経営の健全性・効率性について
経常収支比率は、令和元年度までは110%以上を確保していたが、令和2年度以降は、コロナウイルス感染症の影響により、町内の営業施設の水道使用量が減り、給水収益が大幅に減少した。この為、経常収支比率が下がり、類似団体の平均値より下回ってしまった。一方で、短期的支払能力を示す流動比率は、平成29年度以降は工事費の未払が無くなり、流動負債が減少したため、流動比率は高水準となっている。企業債残高対給水収益比率については、健全かつ計画的な状態で維持・推移している。料金回収率については、令和2年度に100%を下回ったが、これは水道料金の2ヶ月無料を実施したため、給水収益が減少し供給単価が下ったためである。今後は耐震化による施設整備を施工していく予定があり、料金改定による収益の改善が課題である。
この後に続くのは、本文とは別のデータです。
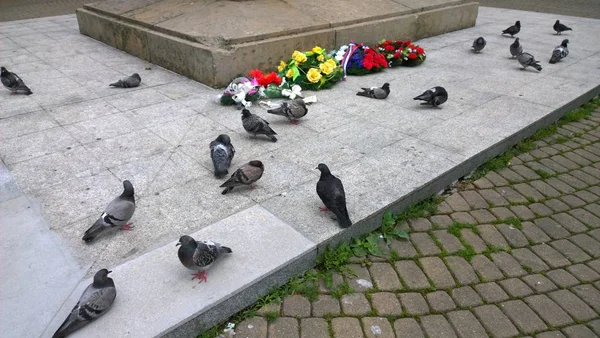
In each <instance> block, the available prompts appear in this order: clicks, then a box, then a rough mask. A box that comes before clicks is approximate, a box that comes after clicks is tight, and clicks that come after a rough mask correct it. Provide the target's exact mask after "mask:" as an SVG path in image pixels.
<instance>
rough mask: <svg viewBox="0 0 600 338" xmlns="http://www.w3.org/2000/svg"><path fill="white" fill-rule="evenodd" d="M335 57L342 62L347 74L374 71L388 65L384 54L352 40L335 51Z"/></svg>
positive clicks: (363, 72)
mask: <svg viewBox="0 0 600 338" xmlns="http://www.w3.org/2000/svg"><path fill="white" fill-rule="evenodd" d="M335 59H336V60H338V61H339V62H340V63H341V64H342V68H343V70H344V71H345V74H349V75H365V74H370V73H375V72H379V71H381V70H383V69H384V68H387V67H388V62H387V60H386V59H385V56H383V55H381V54H380V53H379V52H378V51H377V50H376V49H373V48H371V47H369V46H365V45H363V44H355V43H353V42H351V43H350V44H348V45H344V46H342V47H340V49H339V50H338V51H337V52H336V53H335Z"/></svg>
給水原価は、100円台で維持・推移していたが、令和2年度以降は有収水量が減少したため、給水原価が若干上がった。給水原価は、類似団体平均値との比較においても低めに抑えている。施設利用率は加入者が年々減少傾向になっているが、ここ数年は横ばいで推移している。有収率は令和元年度を境に上昇傾向にあるが、70%台で推移しているが、令和3年度には、類似団体平均値よりも上回った。今後も漏水調査等を継続的に行い改善を図り、更なる有収率の向上を図って行く必要がある。
老朽化の状況について
施設全体での減価償却状況は、ほぼ50%台で推移しているが、類似団体平均との比較においても若干、高い数値を示している。一方、管路経年化率及び管路更新率の状況において、管路経年化率は40年以上経過した水道管を対象としているが、令和元年度の配管図の見直しにより、対応年数を超えた配管が年々増加していることが判明した。当町の計画上、配水池耐震化を最優先としているため、しばらくの間は、配水管の布設替工事に着手できないことが課題である。令和3年度に耐震診断結果が報告され現在、配水池耐震化を計画中である。配水池耐震化工事の完成次第、管路の更新を進めて行く予定である。
全体総括
年々、給水収益も下落傾向にあり、また人口の減少といった流れも深刻化している現状の一方で、施設や管路等の設備の維持・更新も計画的に実施していかなければならない中で、このままの推移で続けば、近い将来には費用が収益を逆転する流れの中にあり、料金改定を計画的かつ現実的に検討する時期にあるといえる。